Tutto è cominciato quand’ero ragazzo di più o meno 20 anni, nella mia parrocchia dei
Padri Pallottini. Entrato in questo Istituto, ho fatto tutti gli studi di filosofia
e teologia e, arrivato al quinto anno per la laurea in Teologia, è successo un fatto,
perché tutti noi uomini dobbiamo poi fare i conti con la nostra umanità: sono andato
in crisi. Da un lato, perché avevo mia madre sola - e anche il mio superiore provinciale
me lo fece notare. Dall’altra parte, però, io stesso mi ero posto una domanda, mi
ero impuntato su una questione, e dicevo: “Io voglio, di fronte alla scelta decisiva,
una valida alternativa, davanti alla quale pormi per poter fare una libera scelta”. D.

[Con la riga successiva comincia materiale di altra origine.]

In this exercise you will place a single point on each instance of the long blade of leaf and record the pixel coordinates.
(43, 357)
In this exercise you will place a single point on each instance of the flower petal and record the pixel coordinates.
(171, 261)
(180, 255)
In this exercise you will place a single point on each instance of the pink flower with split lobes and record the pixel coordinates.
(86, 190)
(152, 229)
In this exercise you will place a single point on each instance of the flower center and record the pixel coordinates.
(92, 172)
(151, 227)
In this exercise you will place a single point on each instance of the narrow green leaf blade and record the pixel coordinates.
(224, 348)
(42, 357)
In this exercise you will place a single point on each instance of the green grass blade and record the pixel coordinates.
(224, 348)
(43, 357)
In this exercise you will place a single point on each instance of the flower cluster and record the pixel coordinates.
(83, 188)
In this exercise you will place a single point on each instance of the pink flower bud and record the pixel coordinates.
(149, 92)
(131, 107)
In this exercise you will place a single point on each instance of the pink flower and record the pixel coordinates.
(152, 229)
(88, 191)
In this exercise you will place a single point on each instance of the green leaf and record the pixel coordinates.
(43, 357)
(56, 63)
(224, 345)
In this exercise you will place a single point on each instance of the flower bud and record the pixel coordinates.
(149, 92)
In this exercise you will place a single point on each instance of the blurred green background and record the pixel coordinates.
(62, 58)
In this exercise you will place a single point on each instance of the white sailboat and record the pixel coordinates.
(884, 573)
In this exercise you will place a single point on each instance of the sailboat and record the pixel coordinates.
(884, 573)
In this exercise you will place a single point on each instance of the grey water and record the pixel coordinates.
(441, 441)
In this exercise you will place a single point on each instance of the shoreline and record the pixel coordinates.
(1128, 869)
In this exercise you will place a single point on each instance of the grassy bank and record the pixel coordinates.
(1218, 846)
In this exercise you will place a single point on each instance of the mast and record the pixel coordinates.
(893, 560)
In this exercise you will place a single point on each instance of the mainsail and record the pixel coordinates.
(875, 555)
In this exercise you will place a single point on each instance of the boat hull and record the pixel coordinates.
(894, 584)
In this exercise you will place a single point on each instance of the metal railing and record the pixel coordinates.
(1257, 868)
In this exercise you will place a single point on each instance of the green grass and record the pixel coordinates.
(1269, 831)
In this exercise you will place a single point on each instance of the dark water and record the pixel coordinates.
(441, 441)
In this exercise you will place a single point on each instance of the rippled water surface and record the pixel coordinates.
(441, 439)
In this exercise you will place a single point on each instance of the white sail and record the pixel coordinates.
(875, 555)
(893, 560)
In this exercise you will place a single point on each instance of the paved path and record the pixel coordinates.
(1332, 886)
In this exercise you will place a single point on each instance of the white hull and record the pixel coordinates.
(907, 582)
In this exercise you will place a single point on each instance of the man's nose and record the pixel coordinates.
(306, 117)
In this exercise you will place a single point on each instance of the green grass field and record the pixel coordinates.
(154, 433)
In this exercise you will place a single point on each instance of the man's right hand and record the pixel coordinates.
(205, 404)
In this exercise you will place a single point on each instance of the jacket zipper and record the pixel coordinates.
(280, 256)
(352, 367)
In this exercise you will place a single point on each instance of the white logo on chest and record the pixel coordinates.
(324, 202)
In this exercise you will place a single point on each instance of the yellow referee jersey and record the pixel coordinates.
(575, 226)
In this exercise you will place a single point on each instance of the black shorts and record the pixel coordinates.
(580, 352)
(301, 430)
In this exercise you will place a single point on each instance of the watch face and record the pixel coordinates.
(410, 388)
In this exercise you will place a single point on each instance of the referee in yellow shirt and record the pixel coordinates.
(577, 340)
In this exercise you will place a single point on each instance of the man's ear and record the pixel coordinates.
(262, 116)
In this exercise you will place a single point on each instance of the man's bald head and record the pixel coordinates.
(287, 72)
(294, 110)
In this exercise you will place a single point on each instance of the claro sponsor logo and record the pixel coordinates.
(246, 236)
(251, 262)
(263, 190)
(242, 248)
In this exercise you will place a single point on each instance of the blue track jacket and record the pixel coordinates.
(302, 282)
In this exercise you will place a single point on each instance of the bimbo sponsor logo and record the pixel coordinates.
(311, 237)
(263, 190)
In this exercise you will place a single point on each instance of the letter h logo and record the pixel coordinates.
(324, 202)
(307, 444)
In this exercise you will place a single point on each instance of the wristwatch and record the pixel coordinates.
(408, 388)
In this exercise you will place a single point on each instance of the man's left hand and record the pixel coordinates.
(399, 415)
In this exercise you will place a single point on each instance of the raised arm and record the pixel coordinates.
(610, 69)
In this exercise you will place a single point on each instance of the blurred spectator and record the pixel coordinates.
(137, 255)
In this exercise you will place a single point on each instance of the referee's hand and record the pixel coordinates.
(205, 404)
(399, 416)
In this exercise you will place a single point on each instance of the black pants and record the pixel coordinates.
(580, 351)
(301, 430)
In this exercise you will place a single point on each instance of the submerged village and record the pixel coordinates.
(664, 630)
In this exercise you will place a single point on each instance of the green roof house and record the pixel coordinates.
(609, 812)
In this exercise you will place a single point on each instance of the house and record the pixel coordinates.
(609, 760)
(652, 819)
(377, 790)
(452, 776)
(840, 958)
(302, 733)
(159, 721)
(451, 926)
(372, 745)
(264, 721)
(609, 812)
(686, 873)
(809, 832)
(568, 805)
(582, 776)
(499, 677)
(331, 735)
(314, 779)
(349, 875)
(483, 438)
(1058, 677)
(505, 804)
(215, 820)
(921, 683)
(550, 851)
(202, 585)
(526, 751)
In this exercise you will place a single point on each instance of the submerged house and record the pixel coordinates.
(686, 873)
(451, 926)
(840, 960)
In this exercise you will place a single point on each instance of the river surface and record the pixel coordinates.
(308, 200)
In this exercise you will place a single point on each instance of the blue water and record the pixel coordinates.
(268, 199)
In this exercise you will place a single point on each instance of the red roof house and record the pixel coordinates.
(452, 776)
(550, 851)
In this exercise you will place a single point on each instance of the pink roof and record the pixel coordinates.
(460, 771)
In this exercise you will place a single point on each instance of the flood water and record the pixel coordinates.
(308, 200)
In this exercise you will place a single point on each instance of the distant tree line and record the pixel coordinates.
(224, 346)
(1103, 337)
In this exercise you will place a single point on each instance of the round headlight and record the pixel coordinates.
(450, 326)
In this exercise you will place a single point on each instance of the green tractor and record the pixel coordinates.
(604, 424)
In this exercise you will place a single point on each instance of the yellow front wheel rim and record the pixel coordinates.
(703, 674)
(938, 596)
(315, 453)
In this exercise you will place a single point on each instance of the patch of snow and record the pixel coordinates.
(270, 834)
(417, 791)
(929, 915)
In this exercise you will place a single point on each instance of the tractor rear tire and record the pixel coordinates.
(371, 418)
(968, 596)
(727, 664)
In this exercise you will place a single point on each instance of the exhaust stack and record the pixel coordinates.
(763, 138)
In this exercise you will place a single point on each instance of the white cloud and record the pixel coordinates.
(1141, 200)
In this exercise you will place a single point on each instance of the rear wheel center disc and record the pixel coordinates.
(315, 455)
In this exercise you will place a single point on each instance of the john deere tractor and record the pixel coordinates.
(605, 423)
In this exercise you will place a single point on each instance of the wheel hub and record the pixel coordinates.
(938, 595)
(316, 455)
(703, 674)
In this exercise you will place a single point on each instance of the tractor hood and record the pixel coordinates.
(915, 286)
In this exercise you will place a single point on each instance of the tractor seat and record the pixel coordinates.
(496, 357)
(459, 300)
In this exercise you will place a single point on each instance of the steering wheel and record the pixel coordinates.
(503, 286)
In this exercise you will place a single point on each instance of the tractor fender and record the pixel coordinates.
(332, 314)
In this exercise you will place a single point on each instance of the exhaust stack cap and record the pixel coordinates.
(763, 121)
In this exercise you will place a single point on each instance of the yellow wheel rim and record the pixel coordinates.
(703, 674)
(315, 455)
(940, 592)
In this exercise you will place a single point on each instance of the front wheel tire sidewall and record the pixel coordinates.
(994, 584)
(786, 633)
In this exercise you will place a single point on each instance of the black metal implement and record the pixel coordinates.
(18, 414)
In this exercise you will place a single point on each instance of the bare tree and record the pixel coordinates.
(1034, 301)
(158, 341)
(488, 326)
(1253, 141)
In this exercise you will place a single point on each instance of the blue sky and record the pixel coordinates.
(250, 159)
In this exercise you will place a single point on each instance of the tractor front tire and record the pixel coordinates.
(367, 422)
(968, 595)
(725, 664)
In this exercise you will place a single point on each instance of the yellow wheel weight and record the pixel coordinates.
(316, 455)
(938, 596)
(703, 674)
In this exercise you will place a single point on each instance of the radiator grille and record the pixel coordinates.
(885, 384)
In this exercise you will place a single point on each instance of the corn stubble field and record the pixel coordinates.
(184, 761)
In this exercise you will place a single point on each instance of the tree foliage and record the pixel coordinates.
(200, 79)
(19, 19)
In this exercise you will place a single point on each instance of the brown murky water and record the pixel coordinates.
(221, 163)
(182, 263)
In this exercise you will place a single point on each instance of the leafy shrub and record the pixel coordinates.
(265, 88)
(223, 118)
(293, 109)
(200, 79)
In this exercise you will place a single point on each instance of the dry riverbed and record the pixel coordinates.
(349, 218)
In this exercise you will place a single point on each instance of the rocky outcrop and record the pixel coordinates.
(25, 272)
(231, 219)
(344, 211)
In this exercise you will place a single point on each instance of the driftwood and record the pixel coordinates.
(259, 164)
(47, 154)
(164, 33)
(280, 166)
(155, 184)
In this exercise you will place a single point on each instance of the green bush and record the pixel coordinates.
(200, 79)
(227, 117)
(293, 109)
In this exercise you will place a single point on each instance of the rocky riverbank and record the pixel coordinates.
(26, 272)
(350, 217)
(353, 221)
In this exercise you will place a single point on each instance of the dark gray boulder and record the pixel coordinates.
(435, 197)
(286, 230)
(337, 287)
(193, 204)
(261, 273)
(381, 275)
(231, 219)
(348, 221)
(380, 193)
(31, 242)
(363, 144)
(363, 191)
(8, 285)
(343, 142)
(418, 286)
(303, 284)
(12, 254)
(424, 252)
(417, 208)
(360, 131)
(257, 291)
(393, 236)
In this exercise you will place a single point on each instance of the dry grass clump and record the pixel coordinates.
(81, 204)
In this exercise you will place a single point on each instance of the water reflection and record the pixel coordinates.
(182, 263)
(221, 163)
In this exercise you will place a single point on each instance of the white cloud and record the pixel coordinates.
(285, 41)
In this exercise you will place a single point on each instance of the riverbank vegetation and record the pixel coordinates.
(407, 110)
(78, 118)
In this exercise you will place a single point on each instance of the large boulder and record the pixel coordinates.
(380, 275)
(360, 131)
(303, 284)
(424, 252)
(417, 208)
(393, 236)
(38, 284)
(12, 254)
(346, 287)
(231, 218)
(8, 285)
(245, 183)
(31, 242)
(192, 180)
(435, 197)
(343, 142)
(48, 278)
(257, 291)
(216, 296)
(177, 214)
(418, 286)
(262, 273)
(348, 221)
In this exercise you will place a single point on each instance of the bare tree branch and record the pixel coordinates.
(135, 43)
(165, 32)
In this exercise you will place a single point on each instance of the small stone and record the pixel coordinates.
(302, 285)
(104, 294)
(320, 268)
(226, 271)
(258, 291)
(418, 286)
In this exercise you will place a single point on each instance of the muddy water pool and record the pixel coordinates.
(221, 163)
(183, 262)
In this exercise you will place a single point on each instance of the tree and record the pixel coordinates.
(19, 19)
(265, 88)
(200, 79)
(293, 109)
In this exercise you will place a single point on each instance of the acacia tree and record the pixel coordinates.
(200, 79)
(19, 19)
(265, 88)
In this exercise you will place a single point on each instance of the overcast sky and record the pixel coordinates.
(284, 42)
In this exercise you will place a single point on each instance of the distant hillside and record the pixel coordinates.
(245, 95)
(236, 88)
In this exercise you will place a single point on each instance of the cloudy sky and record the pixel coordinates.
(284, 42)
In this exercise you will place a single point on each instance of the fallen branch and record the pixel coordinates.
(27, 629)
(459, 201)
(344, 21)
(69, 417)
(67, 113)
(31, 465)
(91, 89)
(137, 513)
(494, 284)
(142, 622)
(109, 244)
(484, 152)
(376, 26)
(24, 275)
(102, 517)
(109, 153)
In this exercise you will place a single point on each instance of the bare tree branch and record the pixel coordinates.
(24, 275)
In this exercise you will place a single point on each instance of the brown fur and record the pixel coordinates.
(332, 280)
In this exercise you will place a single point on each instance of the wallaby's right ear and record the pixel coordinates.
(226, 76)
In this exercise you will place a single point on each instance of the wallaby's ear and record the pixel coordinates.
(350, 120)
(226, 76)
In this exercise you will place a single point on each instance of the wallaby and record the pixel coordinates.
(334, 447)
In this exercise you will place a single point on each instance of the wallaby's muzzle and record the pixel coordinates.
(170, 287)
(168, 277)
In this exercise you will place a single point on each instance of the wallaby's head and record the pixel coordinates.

- Quindi, il disegno alternativo in qualche modo tu l’hai letto proprio nella Radio
Vaticana... R. - La Radio Vaticana è stato il disegno alternativo,
parliamo dell’inizio degli anni ’70. Io devo dire una cosa di tutto questo periodo,
di questi anni della Radio Vaticana, una cosa che mi ha colpito una volta e che mi
è rimasta proprio dentro. C’è un articolo nel regolamento della Radio Vaticana, il
quale dice: “Coloro che lavorano alla Radio Vaticana partecipano alla missione universale
del romano Pontefice”. Altro che disegno alternativo! Io ho vissuto veramente questo
lavoro, non solo come tale - sono diventato giornalista professionista - ma come una
missione. D. - Un lavoro che è una missione e che chiaramente
ha aiutato anche a tenere viva la vocazione. E così arriviamo ai giorni nostri... R.
- Direi che i passi concreti di questo risveglio vocazionale li ho compiuti quando
ancora lavoravo alla Radio Vaticana. Naturalmente, il mio lavoro ha assorbito molto
le mie energie, quindi non era facile poi impegnarmi in altre cose. Stabilii un contatto
con il cardinale Ruini - mi venne questa intuizione - e il cardinale Ruini mi fece
rispondere dal suo segretario don Mario Parmeggiani, che adesso è diventato vescovo
di Tivoli, con il quale ebbi un colloquio bellissimo, che lui poi ha riferito al cardinale
Ruini, e mi hanno indirizzato ad un sacerdote - padre spirituale al Seminario maggiore
di Roma, don Angelo De Donatis - che in quel momento diventava parroco nella parrocchia
di San Marco a Piazza Venezia. Mi hanno affidato a lui. Quindi, ho vissuto un periodo
in questa parrocchia di San Marco evangelista a Piazza Venezia. D.
- Parlavi all’inizio di una vocazione fuori dagli schemi, sicuramente c’è anche questa
originalità: arrivare all’ordinazione sacerdotale in età adulta. Come vivi questo
aspetto particolare della tua dimensione vocazionale e sacerdotale? Come la vivono
i confratelli, i Pallottini, e i fedeli, che già ormai da qualche anno incontri quotidianamente? R.
- Certo, perché adesso viviamo insieme. Sto con due sacerdoti brasiliani nel quartiere
di Pietralata, che è un quartiere periferico popolare di Roma. Che cosa provo? Io
sento questo, ci ho pensato in questi ultimi tempi: un senso di sereno stupore. D.
- L’età è grande, ma è ancora più grande l’entusiasmo... R.
- Il sacerdote che fa il parroco nella parrocchia di Pietralata dove mi trovo una
volta mi ha detto proprio questo: “Paolo, abbiamo bisogno del tuo entusiasmo”. Quando
ho dovuto fare l’immaginetta per il ricordo dell’ordinazione sacerdotale ho scelto
una frase del Curato d’Ars: “Il prete non è per se stesso, ma è per voi”. Essere un
testimone delle meraviglie del Signore, che Lui compie nella vita di tutti noi, se
ci apriamo a Lui. Poi, un altro pensiero che mi viene è questo - perché ho nominato
il Curato d’Ars - che Dio si serve non solo dei Santi, ma anche dei peccatori. Questo
mi dà molta serenità e naturalmente mi suggerisce anche di dire ad un certo punto:
“Peccatori di tutto il mondo uniamoci e convertiamoci, tutti insieme, perché altrimenti
se non ci convertiamo precipitiamo nel vuoto, nel baratro”. D.
- Sei felice di questa tua condizione di servizio totale a Dio e ai fedeli? R.
- Felicità è una parola grande. Direi sono contento, sono sereno. Il sentimento che
sento maggiormente dentro di me, come dicevo prima, è questo sereno stupore e un sentimento
di gioia, la gioia di cominciare una vita nuova.